Diffusion from particle-coated drops: the subtle role of particle size

TL;DR

This study investigates how particle size affects diffusion from particle-coated drops, revealing that particles generally impose minimal resistance to diffusion unless at extreme surface coverages, with implications for emulsion stability.

Contribution

The paper introduces a mathematical model coupling interfacial mass transfer with particle-coated interfaces, explaining the limited impact of particles on diffusion across various sizes.

Findings

Particles impose minimal resistance to diffusion across a range of sizes.

Significant hindrance occurs only at extreme surface coverages beyond close-packing.
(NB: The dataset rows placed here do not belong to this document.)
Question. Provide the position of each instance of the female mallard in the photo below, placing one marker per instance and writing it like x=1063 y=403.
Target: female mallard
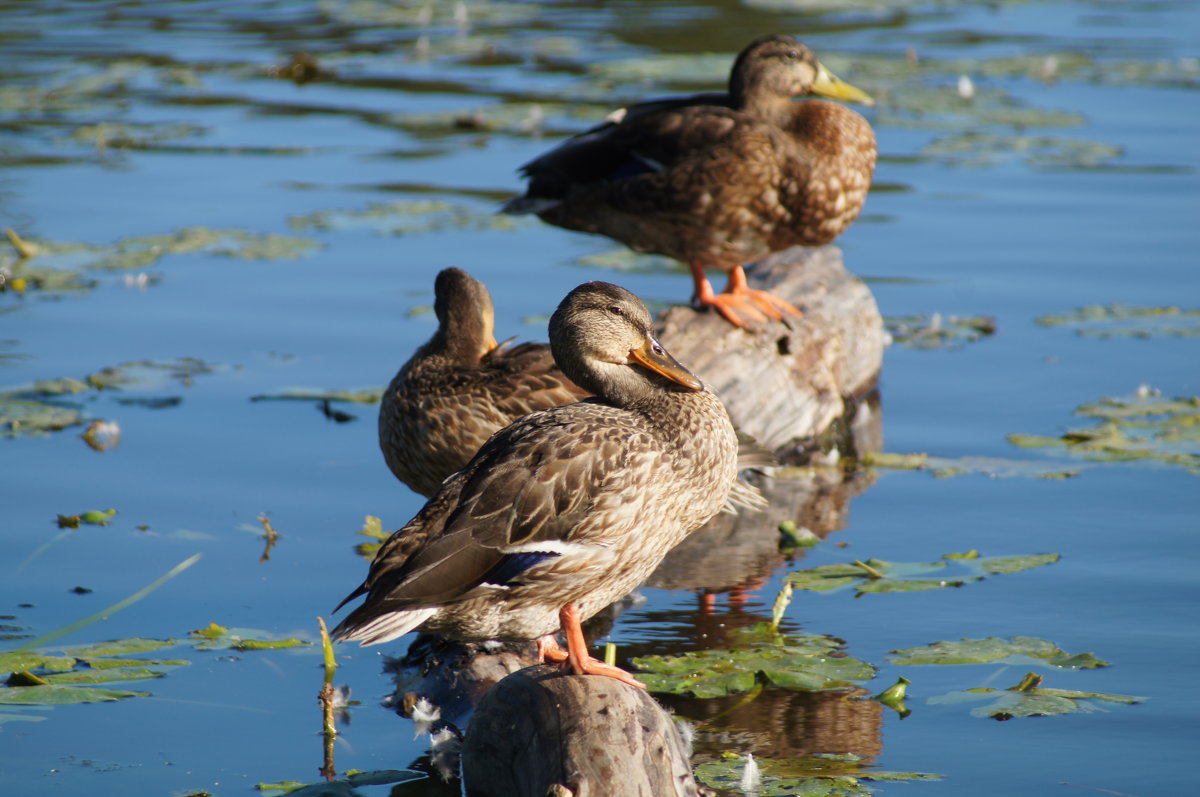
x=718 y=179
x=570 y=507
x=460 y=387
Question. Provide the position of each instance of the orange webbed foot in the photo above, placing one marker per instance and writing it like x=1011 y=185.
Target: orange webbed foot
x=577 y=659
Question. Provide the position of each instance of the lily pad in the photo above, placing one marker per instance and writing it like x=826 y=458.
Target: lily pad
x=1144 y=426
x=1127 y=321
x=816 y=775
x=991 y=467
x=808 y=664
x=219 y=637
x=1018 y=649
x=372 y=528
x=64 y=695
x=411 y=217
x=363 y=396
x=879 y=576
x=937 y=331
x=1029 y=699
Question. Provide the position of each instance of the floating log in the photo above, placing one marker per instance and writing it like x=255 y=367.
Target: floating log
x=785 y=385
x=543 y=732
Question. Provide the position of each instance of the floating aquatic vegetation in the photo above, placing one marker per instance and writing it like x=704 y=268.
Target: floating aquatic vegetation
x=219 y=637
x=28 y=413
x=70 y=676
x=54 y=267
x=340 y=787
x=945 y=467
x=372 y=528
x=815 y=775
x=973 y=148
x=1030 y=699
x=939 y=331
x=133 y=135
x=1018 y=649
x=94 y=517
x=808 y=663
x=1126 y=321
x=879 y=576
x=1144 y=426
x=361 y=396
x=405 y=217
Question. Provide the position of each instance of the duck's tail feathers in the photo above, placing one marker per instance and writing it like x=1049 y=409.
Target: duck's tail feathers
x=526 y=205
x=383 y=628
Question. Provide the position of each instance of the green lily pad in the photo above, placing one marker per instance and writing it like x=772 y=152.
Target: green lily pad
x=118 y=647
x=64 y=695
x=372 y=528
x=339 y=787
x=817 y=775
x=405 y=219
x=219 y=637
x=1018 y=649
x=991 y=467
x=102 y=675
x=1141 y=427
x=364 y=396
x=880 y=576
x=28 y=414
x=1127 y=321
x=18 y=660
x=937 y=331
x=1030 y=700
x=810 y=664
The model explains why particles often fail to hinder diffusion in emulsions.

Abstract

Many natural and industrial systems involve particle-laden interfaces. Because interfacial particles prevent the coalescence and coarsening of drops, they hold promise for various applications requiring stable emulsions. Despite their remarkable ability to stabilize emulsions, it remains challenging to characterize how particles influence the interfacial transport of dissolved solutes. Here, we quantify the diffusion from a single particle-coated drop by confining it to a two-dimensional configuration. Using fluorescence microscopy, we extract the intensity profiles of the fluorescent dye as it diffuses from the drop, yielding spatio-temporal measurements of the concentration field. Over a range of particle sizes, the particles impose minimal resistance to diffusion. We rationalize this counterintuitive result with a mathematical model that couples interfacial mass transfer to a particle-coated interface. We show that the particle monolayer controls the temporal dynamics of the flux across the interface, hindering transport only at extreme coverage fractions beyond the close-packing limit. This framework reveals why particles often fail to hinder diffusion, offering new pathways to harness mass transfer in particle-stabilized emulsions.